Ski resort guide editor Chris Gill reflects on his wasted career.
I’ve been in the ski resort guide business for over 30 years, first as the Editor of the original consumerist book, The Good Skiing Guide (not to be confused with the Good Ski Guide), then as co-editor of Where to Ski and Snowboard and now as editor of a new series of related smaller books, starting with Where to Ski in Austria . So I know a bit about resorts, and guides to resorts.
My books have provided me with a living, but in other respects have been a waste of time, I’m now told. I got into an exchange on Facebook the other day with a guy who was firmly of the opinion that guidebooks and other organised presentations of information and advice about ski resorts are to be avoided. The best source of help in choosing a resort, he asserted with absolute confidence, is a lively online forum.
He was putting this view forward in response to a post of mine publicising Where to Ski in Austria. Had he read it? No. Had he even seen it? No. But he knew from experience that all such guides were fatally flawed.

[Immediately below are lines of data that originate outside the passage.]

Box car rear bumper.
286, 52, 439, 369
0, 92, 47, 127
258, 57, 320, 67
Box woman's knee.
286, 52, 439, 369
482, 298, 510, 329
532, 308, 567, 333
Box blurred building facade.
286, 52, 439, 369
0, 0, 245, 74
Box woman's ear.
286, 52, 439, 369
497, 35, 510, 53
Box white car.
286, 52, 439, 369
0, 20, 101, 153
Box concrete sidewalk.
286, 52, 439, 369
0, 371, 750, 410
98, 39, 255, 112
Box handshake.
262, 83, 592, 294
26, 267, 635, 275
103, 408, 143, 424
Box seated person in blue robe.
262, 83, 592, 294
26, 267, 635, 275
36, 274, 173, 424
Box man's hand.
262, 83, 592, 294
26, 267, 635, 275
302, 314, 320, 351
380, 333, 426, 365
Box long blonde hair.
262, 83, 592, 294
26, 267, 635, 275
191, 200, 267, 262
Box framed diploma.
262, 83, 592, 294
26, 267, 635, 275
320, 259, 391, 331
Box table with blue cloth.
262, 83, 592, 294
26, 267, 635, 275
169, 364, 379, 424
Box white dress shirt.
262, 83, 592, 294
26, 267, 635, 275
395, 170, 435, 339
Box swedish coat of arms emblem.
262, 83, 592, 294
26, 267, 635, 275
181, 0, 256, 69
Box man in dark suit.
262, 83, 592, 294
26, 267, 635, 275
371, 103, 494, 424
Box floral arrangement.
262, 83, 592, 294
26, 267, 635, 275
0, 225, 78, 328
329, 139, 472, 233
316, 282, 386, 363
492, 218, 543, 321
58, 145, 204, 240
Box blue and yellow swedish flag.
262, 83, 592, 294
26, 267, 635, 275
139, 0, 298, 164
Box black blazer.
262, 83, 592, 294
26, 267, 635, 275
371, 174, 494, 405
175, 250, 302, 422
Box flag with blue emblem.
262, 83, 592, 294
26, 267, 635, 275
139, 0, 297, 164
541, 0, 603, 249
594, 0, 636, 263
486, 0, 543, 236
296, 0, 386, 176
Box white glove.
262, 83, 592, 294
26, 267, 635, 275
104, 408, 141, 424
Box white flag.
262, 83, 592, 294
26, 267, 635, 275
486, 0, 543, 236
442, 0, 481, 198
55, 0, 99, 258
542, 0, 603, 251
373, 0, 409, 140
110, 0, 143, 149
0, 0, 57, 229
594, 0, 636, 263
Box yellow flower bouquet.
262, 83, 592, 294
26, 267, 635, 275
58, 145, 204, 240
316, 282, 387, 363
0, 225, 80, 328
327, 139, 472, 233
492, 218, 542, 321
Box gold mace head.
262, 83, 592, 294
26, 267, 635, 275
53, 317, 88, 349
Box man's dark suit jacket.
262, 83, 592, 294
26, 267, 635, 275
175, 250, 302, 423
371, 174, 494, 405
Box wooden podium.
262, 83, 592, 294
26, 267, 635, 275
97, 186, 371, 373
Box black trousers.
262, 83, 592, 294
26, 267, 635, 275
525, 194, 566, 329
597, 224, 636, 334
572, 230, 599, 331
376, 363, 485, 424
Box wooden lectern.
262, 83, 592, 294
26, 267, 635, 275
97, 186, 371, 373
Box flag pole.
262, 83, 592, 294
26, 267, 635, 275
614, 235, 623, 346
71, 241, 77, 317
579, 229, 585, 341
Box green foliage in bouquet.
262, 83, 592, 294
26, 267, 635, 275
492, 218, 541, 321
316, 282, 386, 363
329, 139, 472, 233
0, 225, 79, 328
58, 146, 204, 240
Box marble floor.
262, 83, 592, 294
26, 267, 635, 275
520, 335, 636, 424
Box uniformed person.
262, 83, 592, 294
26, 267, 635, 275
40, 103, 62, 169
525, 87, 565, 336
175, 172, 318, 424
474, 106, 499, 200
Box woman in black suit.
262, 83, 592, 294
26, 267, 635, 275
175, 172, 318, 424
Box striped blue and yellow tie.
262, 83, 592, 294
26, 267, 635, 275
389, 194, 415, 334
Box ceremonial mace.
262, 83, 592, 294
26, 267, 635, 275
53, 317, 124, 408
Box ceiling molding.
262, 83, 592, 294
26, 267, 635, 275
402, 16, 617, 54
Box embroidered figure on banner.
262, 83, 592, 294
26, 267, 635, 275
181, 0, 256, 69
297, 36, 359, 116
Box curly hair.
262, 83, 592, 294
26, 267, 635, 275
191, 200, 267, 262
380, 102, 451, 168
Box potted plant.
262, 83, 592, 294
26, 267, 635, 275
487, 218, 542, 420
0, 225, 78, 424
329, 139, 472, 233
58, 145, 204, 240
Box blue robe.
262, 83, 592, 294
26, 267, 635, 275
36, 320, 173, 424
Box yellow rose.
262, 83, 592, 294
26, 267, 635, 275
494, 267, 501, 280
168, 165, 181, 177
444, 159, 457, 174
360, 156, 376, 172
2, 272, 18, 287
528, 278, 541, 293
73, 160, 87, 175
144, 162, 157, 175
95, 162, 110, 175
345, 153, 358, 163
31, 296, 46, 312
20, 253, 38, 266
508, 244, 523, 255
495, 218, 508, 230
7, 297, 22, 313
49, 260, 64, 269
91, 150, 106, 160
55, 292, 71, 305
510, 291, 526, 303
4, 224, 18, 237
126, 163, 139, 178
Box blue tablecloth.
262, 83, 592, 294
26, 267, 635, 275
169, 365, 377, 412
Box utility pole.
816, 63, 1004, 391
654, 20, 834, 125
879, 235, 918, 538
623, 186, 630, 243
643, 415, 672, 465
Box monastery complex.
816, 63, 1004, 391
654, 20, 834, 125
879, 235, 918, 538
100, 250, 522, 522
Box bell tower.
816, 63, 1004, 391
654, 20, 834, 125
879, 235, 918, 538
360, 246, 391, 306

The gist of the guy’s argument was that the author of a guidebook can get hung up on a particular aspect of a resort, and it may be an aspect that doesn’t matter to you, the individual reader. Thus, the advice you get is likely to be misleading. On the other hand, if you go to a forum you’ll get advice from many quarters, automatically eliminating that kind of bias.
Well, that’s one way of looking at it. When I go to forums and feedback sites, what I see is a bit of a mess, out of which I find it difficult to extract sense. I find a lot of strongly expressed views, often conflicting, resulting from the random experiences of people whose background, prejudices and competence are unknown.
Contrast that with what guidebooks offer: organised presentation, clear and consistent evaluations, and the knowledge that you are reading the considered views of someone who is dedicated to figuring out the merits of different ski resorts – and figuring them out for different people with different requirements.
I’ve visited every important resort in the Alps multiple times. I do it by spending weeks of the winter on the road, moving from resort to resort every day or two (depending on how big the ski areas are). And I’m in resorts to observe, not to enjoy myself. (OK, mainly not to enjoy myself.) I think this means I’m better placed to arrive at balanced, impartial judgements than people on holiday.
On reflection, the sales and support Where to Ski and Snowboard enjoyed for 20 years encourage me to think it hasn’t all been a waste of time, after all.